The answer is that it just might.

WellPoint has lowered its 2008 earnings projection to $5.76 to $6.01 per share on operating revenue of $62 billion, down from $6.41 per share on operating revenue of $62.6 billion. They have also reported a record 300,000 fewer enrollees than had been predicted in January, which caused shares to fall 18% in after hours trading.

As economic hardship continues, and medical insurance prices go up, fewer and fewer people are enrolling in expensive insurance plans. In some cases other companies offer more affordable health insurance plans and draw away customers, in other cases, state or federal funded subsidies are covering more uninsured citizens.

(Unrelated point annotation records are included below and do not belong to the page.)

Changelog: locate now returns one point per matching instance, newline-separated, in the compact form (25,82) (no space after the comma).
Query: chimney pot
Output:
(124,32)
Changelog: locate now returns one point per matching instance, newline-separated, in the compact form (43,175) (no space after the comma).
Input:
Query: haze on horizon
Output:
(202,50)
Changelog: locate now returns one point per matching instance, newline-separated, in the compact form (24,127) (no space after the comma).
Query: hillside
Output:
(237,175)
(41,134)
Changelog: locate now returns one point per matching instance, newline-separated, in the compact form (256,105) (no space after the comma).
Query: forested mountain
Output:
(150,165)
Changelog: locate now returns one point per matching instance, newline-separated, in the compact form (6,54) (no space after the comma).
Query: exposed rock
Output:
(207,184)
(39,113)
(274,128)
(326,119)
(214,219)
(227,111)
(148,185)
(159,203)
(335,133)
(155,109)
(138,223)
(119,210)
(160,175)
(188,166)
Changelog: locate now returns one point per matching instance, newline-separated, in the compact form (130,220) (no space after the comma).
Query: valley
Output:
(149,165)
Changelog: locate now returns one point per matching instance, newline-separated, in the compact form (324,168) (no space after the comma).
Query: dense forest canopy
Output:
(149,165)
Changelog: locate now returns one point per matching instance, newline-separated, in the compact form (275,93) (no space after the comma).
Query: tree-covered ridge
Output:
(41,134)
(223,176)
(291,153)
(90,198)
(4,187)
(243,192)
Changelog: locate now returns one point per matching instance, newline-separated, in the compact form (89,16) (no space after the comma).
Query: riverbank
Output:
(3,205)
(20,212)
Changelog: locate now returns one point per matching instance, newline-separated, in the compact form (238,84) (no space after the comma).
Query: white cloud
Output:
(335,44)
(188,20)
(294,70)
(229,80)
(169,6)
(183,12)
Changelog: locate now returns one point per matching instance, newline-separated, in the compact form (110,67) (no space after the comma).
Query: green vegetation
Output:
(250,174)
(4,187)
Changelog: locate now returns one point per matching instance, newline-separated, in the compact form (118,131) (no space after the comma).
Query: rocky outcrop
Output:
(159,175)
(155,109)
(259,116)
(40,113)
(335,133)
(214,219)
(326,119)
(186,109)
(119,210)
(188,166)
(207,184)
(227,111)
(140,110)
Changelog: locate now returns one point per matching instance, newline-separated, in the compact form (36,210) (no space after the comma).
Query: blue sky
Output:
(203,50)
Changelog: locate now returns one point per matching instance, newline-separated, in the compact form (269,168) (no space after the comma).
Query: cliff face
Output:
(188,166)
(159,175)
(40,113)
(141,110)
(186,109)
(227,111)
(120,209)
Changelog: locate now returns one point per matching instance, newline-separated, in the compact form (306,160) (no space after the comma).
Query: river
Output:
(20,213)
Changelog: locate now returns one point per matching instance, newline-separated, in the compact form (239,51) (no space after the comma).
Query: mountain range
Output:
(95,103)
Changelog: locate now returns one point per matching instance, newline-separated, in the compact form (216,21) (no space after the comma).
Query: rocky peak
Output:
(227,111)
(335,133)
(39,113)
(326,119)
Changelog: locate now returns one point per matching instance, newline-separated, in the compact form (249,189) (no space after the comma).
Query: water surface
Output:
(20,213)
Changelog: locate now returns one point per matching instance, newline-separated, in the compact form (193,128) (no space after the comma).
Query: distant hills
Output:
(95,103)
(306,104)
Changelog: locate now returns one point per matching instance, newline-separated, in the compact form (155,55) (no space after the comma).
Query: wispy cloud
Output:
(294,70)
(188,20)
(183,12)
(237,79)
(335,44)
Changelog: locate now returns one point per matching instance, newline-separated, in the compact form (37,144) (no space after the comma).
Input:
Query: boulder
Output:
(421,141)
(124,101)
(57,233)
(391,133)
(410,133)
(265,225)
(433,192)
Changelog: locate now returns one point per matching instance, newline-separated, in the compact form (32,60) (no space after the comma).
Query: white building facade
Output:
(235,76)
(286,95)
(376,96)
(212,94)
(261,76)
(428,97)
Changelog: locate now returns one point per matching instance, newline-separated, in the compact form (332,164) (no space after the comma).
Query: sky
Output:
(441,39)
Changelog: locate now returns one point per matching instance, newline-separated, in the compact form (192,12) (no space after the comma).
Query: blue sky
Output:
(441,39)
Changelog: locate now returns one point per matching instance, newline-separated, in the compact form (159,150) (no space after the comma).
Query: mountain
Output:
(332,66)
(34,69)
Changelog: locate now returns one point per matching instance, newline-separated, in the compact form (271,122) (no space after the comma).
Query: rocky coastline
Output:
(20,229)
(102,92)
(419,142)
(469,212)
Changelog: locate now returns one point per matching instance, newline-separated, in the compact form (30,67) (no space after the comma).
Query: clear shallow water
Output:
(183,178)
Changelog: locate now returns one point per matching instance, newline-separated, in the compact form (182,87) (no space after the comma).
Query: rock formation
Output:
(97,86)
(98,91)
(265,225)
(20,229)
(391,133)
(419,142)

There is a hope out there that as profits go down medical insurance companies will be forced to change plans, either offering better coverage for the same price, or offering more affordable health insurance overall.

This would be great, except that it requires that millions of Americans go without coverage first, so as to have the negative impact needed to affect such large insurance companies.

But it could certainly work, particularly if consumers are careful to shop around aggressively for more affordable coverage. When medical insurance companies who offer better and more affordable plans are rewarded with customers, others will be forced to lower their prices. This benefits everyone from small business owners to self employed individuals to students, and can go a long way in minimizing the impact of rising healthcare costs and medical debt in America.